Start / Ausgaben / BioPress 51 - Mai 2007 / Wikinger-Biobier von heute

Bier

Wikinger-Biobier von heute

Die Brauerei Schleswig verbindet die Tradition mit der Moderne

Auf den ersten Blick betont die Brauerei Schleswig das Althergebrachte: in Sichtweite des historischen Stadtzentrums Schleswigs sind Bierproduktion und Brauereigasthof im liebevoll restaurierten ehemaligen Güterbahnhof aus dem 19. Jahrhundert zu finden. Das Brauereilogo lässt eine lange Firmengeschichte vermuten: Das Biersortiment der drittgrößten Brauerei Schleswig-Holsteins trägt den Namen „Aasgard", Wohnsitz der von den Wikingern verehrten Götter.

„Bier braucht Heimat" kommentiert Ronald Carius, Firmengründer und Inhaber der Schleswiger Brauerei, die stimmungsvolle Ausrichtung der Marke Asgaard.
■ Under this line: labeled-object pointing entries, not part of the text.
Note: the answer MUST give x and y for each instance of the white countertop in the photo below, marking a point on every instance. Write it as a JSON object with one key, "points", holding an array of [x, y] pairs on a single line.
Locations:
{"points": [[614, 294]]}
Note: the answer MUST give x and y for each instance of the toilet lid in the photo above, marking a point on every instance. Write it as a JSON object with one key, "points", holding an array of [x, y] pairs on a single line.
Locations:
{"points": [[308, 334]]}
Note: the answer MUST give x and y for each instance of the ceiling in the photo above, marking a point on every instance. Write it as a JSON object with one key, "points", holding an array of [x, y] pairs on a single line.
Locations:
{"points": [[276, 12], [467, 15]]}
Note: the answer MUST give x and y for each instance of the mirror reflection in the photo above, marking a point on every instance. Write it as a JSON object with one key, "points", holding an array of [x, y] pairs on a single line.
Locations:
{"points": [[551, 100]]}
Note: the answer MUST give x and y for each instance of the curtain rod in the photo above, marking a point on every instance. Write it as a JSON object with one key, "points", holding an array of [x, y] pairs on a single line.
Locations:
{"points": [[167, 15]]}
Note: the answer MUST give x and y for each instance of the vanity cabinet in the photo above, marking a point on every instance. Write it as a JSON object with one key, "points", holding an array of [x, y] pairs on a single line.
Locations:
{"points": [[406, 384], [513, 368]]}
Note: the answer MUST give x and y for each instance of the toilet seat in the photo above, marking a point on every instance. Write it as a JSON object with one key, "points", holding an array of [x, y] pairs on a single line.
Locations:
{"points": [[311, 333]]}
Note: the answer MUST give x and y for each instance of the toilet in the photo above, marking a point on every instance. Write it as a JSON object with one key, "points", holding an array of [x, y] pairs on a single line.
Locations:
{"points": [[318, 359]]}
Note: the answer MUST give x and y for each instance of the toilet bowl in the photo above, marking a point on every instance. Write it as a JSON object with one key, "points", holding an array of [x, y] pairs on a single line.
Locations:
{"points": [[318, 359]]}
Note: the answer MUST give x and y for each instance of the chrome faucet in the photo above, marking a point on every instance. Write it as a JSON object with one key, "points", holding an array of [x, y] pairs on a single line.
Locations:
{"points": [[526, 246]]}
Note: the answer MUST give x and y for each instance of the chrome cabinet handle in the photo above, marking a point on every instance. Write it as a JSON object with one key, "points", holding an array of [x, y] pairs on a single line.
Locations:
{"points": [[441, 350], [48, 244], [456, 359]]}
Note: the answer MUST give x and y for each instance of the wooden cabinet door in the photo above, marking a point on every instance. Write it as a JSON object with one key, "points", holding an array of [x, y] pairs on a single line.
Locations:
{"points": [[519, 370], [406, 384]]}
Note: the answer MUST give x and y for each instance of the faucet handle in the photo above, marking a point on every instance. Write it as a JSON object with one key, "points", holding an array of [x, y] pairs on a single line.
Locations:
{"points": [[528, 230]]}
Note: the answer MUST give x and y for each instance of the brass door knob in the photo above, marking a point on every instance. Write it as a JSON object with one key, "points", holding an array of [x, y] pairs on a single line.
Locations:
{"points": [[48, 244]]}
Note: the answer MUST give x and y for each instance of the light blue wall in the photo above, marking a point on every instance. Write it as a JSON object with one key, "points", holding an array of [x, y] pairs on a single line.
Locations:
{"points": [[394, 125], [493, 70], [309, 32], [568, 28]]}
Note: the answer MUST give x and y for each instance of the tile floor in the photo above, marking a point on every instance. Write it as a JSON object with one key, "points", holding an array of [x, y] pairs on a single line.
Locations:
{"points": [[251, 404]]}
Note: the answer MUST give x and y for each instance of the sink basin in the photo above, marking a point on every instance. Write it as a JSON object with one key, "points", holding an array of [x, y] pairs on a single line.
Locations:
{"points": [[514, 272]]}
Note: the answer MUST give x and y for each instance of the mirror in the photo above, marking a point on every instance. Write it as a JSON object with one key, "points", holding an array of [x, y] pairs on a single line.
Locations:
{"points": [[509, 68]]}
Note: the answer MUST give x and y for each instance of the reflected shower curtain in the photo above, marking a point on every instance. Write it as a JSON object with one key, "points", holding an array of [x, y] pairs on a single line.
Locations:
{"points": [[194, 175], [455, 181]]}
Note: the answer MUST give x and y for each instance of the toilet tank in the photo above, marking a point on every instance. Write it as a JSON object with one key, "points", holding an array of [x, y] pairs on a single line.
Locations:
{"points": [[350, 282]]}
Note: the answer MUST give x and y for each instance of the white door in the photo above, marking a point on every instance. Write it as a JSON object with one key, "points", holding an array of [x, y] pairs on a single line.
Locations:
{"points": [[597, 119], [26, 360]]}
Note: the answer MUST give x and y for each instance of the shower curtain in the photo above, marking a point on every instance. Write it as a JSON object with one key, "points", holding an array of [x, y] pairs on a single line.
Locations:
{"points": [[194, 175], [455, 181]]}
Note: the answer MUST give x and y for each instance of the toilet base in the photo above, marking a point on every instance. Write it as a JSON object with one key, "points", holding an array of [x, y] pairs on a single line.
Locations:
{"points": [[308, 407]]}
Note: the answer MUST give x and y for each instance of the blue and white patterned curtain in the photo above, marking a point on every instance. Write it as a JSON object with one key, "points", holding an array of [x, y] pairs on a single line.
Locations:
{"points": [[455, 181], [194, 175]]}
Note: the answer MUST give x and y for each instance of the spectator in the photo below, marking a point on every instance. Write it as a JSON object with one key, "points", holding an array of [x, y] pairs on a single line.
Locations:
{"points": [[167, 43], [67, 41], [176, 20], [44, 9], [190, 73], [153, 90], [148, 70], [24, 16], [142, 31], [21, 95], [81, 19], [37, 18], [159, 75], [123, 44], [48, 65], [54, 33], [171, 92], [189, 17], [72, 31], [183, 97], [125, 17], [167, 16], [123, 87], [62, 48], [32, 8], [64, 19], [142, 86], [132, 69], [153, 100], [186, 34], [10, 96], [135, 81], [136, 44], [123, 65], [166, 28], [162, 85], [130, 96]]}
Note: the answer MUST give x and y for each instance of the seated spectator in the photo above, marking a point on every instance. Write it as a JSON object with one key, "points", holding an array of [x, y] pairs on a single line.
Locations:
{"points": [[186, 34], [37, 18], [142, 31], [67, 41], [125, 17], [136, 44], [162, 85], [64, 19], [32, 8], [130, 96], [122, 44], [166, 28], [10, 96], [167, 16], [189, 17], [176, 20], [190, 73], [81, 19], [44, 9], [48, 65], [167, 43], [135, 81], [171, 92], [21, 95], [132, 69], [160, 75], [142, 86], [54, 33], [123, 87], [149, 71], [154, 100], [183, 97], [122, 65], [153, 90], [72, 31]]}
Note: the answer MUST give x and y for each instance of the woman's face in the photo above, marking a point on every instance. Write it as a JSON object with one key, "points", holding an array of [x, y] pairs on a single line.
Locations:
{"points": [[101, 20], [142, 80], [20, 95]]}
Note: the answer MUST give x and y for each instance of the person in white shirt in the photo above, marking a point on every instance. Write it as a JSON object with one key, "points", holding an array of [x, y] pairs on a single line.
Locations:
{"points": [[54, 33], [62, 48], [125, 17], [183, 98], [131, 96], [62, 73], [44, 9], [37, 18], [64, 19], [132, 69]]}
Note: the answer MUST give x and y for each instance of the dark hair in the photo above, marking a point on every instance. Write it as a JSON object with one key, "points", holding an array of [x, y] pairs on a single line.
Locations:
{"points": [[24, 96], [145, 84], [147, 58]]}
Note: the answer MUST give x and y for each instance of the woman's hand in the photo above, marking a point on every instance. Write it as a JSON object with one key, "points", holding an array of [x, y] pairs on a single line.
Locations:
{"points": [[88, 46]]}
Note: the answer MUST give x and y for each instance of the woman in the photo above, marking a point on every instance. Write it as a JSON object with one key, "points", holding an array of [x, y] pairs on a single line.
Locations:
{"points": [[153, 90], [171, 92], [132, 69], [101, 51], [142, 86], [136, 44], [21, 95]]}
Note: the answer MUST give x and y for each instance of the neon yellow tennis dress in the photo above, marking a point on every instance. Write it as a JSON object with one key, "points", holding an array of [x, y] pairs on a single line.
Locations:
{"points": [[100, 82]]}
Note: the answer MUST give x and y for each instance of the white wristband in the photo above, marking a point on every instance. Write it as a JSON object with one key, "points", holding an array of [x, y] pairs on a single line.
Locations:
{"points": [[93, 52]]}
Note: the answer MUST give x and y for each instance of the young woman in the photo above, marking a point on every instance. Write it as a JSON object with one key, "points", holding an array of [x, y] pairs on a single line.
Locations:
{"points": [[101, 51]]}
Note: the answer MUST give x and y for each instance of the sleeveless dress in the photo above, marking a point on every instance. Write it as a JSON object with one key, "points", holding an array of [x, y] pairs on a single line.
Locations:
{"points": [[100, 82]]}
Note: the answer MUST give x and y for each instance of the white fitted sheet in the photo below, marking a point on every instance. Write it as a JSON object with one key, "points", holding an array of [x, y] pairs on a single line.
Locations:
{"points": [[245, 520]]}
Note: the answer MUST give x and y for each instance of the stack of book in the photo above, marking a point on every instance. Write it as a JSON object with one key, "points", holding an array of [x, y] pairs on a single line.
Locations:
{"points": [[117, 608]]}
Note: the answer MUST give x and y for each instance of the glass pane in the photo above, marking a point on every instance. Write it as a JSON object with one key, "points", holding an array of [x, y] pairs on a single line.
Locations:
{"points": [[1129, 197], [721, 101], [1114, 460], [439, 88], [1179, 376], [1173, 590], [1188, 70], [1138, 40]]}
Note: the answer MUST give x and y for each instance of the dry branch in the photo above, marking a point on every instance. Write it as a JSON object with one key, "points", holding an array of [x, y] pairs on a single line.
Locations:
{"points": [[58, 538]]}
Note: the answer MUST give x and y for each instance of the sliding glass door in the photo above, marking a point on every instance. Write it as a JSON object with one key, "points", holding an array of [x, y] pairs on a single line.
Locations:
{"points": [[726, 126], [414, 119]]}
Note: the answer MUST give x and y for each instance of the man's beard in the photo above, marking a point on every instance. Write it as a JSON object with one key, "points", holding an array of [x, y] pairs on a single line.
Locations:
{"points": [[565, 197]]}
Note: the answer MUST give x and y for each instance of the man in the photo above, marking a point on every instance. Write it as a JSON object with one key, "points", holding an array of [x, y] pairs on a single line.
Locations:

Tatsächlich setzt der 50-jährige Biochemiker und Braumeister auch im Herstellungsprozess auf ein klassisches Konzept: hohe Rohstoffqualität und handwerkliche Brauweise mit kalter Gärführung und ohne Filtration.


Das Unternehmen selbst allerdings ist höchst neuzeitlich: Im Jahr 1994 als Gasthausbrauerei gegründet, setzte die Brauerei Schleswig von Anfang an auf ein Biersortiment für den Premiummarkt. Heute trinken die Besucher der Brauereigaststätte rund ein Drittel der Jahresproduktion von 3.000 Hektoliter, der Großteil geht bundesweit über die Ladentheke.

Gebraut wird Aasgard in einer dekorativen historischen Sudpfanne aus dem Jahr 1889. Früher in Lehre und Versuchswesen eingesetzt, wartete die Brauereieinrichtung in den Räumen der Technischen Universität Berlin lange Zeit ungenutzt auf bessere Zeiten. Carius, der an der Hochschule Brauereiwesen studiert hatte, wurde auf das Kleinod aufmerksam. Er ließ die Anlage aufarbeiten und machte sie zum kupferschimmernden Herzstück seiner Bierproduktion. Seine Begeisterung, Altes in neuem Glanz erstrahlen zu lassen, zeigt sich auch bei der Einrichtung: „Den alten Fußboden haben wir um einen Meter höher gelegt", weist er auf die Tische im Gastraum hin, für deren Platten die massiven Dielen verwendet wurden.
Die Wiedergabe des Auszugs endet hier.